Show that ∆ρ = -ρβ∆t
We know that the change in density (∆ρ) of a material depends on its coefficient of volumetric thermal expansion (β) and the change in temperature (∆t).
The relationship between these variables can be expressed as:
∆V = Vβ∆t
where ∆V is the change in volume of the material, V is its original volume, β is the coefficient of volumetric thermal expansion, and ∆t is the change in temperature.
We also know that density (ρ) is the mass (m) of a material divided by its volume:
ρ = m/V
Taking the derivative of this equation with respect to time gives:
∆ρ/∆t = (dm/dt)/V - m/(V^2) * (dV/dt)
Since we are assuming that the mass of the material is constant, dm/dt = 0, and the first term on the right-hand side of the equation is zero.
Putting in the expression for ∆V and simplifying, we get:
∆ρ/∆t = -ρβ∆t
Therefore,
∆ρ = -ρβ∆t
which shows that the change in density (∆ρ) is proportional to the negative product of the original density (ρ), coefficient of volumetric thermal expansion (β), and change in temperature (∆t).
To show that ∆ρ = -ρβ∆t, where ∆ρ is the change in density, ρ is the initial density, β is the volume coefficient of thermal expansion, and ∆t is the change in temperature, we can use the formula for volume expansion and the definition of density.
The formula for volume expansion is:
∆V = Vβ∆t
where ∆V is the change in volume, V is the initial volume, and β is the volume coefficient of thermal expansion.

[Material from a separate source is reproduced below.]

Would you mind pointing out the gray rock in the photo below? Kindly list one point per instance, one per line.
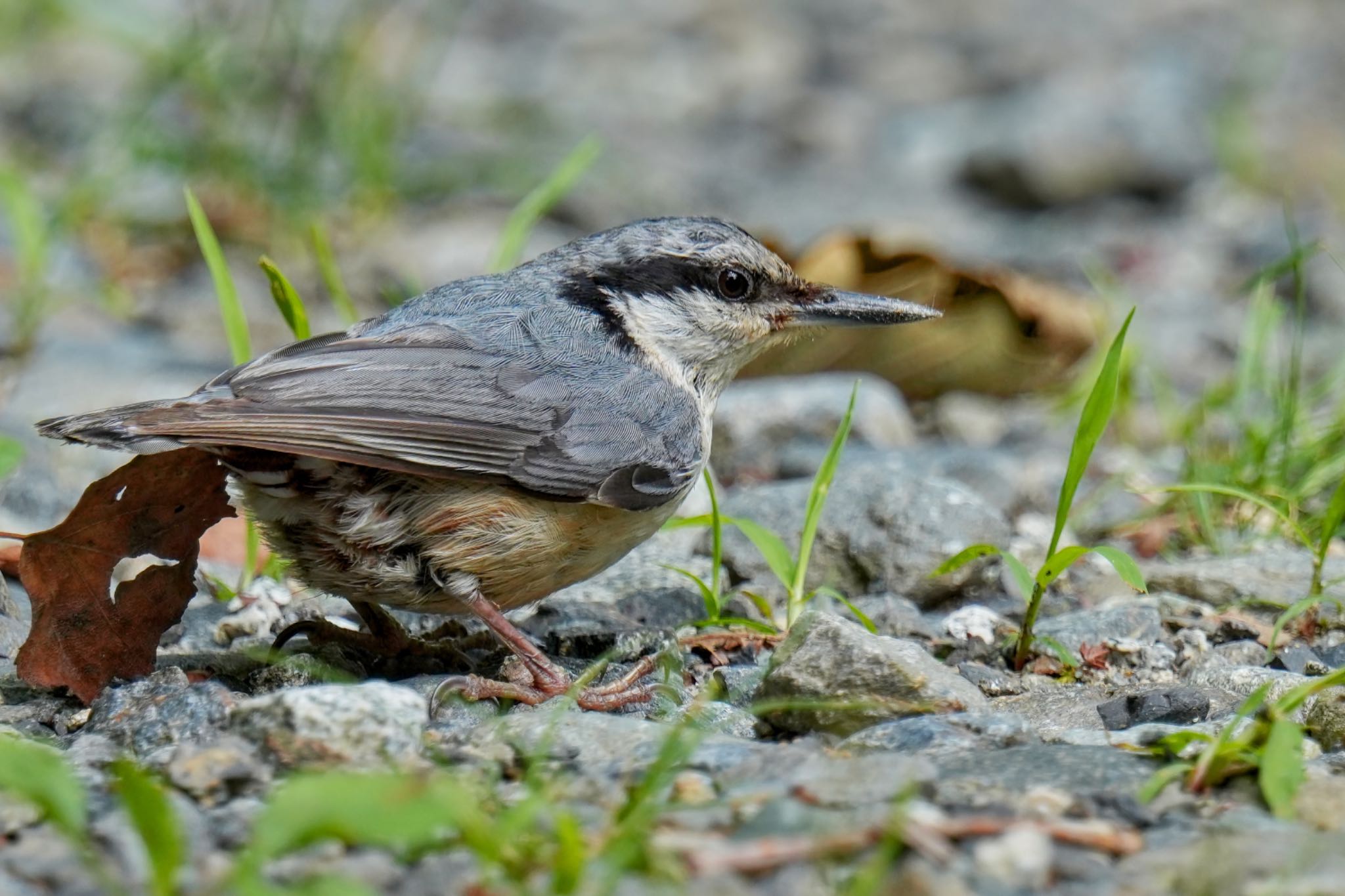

Density is defined as the mass divided by the volume:
ρ = m/V
where ρ is the density, m is the mass, and V is the volume.
We can rewrite the formula for density as:
m = ρV
Now, let's consider the change in density. The change in density (∆ρ) can be calculated by taking the final density (ρ + ∆ρ) and subtracting the initial density (ρ):
∆ρ = (ρ + ∆ρ) - ρ
Simplifying this expression, we get:
∆ρ = ∆ρ
Next, we will relate the change in density to the change in volume (∆V) and the change in temperature (∆t).
Using the formula for volume expansion (∆V = Vβ∆t), we can express the change in volume (∆V) as a function of the initial volume (V), the volume coefficient of thermal expansion (β), and the change in temperature (∆t):
∆V = Vβ∆t
Now, we will express the initial volume (V) in terms of the initial density (ρ) and the mass (m) using the definition of density (ρ = m/V):
V = m/ρ
Substituting this expression for V in the formula for volume expansion, we get:
∆V = (m/ρ)β∆t
Next, we will express the change in mass (∆m) as a function of the initial mass (m) and the change in density (∆ρ):
∆m = (m + ∆m) - m
Simplifying this expression, we get:
∆m = ∆m
Now, let's express the change in mass (∆m) in terms of the initial mass (m) and the change in density (∆ρ) using the definition of density (ρ = m/V):
∆m = (∆ρ)V
Substituting the expression for V in terms of ρ, we get:
∆m = (∆ρ)(m/ρ)
Now, let's express the change in volume (∆V) in terms of the change in mass (∆m) using the definition of density (ρ = m/V):
∆V = (∆m)/ρ
Substituting the previously derived expression for ∆m, we get:
∆V = (∆ρ)(m/ρ)/ρ
Now, let's express the change in density (∆ρ) in terms of the change in volume (∆V) and the initial density (ρ):
∆ρ = (∆V)(ρ²/m)
By substituting ∆V = Vβ∆t and ρ = m/V into the above expression, we get:
∆ρ = (Vβ∆t)(m²/V²m) = β∆t(m/V) = β∆tρ
Finally, we have:
∆ρ = β∆tρ
Which is the desired result.
Therefore, we have shown that ∆ρ = -ρβ∆t.